Tuesday 27 January 2015

L' ordinaire...

It has to be said, I am a very vernacular old Hector.  I have far more interest in the lowly, the small time and the cranky than the grand.  Partly because I can't make models of the grand.  No time, no space, but also because I look at something that's ONLY intended to impress and I tend think "so what". Sticking another wing on the old palace is no more impressive to me than an Essex builder lashing a bigger outboard to his ski boat.  It's only when the palace becomes a rural shithouse or the ski boat becomes a Dispro or a harbour launch that I get interested.

Ever since I have lived in these parts (about 26 years) there has been a place on a tiny back lane near Pingle Bridge that housed, 'twixt sharp bends, a property whose business has never been remotely obvious, which has never shown the slightest hint of occupation, yet which has some remarkably fancy iron gates.
Look at those uneven bricks, Iain.  Fancy that?

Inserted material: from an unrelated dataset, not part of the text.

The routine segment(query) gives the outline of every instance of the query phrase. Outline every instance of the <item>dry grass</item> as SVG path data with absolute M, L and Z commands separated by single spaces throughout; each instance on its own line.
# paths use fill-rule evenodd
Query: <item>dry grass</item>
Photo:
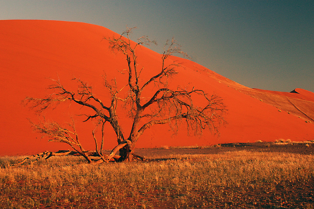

I would imagine it was once a car repair shop.  I'm thinking repairs on the left, spraying, maybe and office on the right.  But then, there's not space enough to raise a finger lift in either.  Bodywork only, maybe?  The only difference in what you see from what was here all those years ago is that the van and Cavalier in the yard couldn't have been there then and that a Rover 75 used to be behind the gate.  They have come and gone, respectively in the ensuing time, still with no sign of humanity.

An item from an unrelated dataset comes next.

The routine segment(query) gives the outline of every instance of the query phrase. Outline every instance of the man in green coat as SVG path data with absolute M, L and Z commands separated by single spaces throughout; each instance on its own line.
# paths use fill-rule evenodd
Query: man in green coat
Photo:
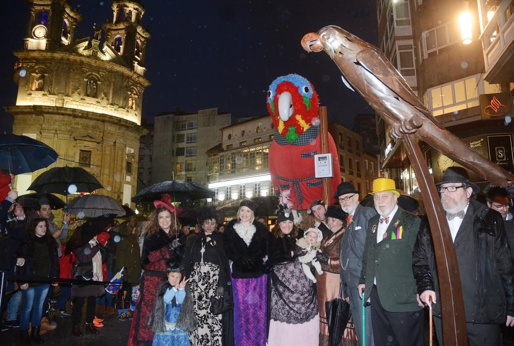
M 412 274 L 412 249 L 419 219 L 397 204 L 394 181 L 373 181 L 378 215 L 368 223 L 359 295 L 371 303 L 375 344 L 423 346 L 423 313 Z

BSC??  Well made, but home made, gate signs.  Could it be an outpost of the all pervading British Sugar Corporation?  A major employer in these flat, beet filled fields.  A bit small for a bulk carrier to be fixed.
Barrington Septimus Corrigan?  Nah, never 'eard of 'im.  Those are proud, if unaeshetic, gates.  Three of them.  This place meant something to somebody.  Those tall outside lights speak of a need to sometimes work outside, or at least have security on something that was maybe left outside.

I really must enquire of some locals.  Except the nearest neighbours are a quarter of a mile away.
I'd love it!  So would my son.  Old cars!
I will report if and when I find any info.  I know you're all busting for an explanation.

Travelling a little further round I couldn't resist this, the least grand building you're likely to find, but a real feature of the fields round here.  Probably because there is so far to walk to civilisation for the field workers to spend a penny and so little tree or bush cover for the more demure to squat behind.
The field-corner privvy
Nearly every larger field has one round here.  Clicking on this for a larger image will show a very odd effect.  Entirely due to the angle of the shot and the fact that the "bog" is made of thin tin or aluminium, it appears to have been drawn round and plonked on the picture of a field.  Not so, I assure you.  I wonder if these were bucket and chuckit loos or were they proper earth closets.  No means of digging it out behind.
I love how we cover such delightful bucolica on this site.  
Do come back!




4 comments:

  1. I, too, relish the derelict and decaying parts of the landscape and I would certainly love to model something like this. The gates certainly suggest that somebody was proud of this place once...a fascinating mystery!

    ReplyDelete
  2. I thought you might like it, Iain. There's plenty more to come!

    ReplyDelete
  3. Those gates would be an interesting exercise in weathering.

    ReplyDelete
  4. Pretty interesting exercise in making 'em first!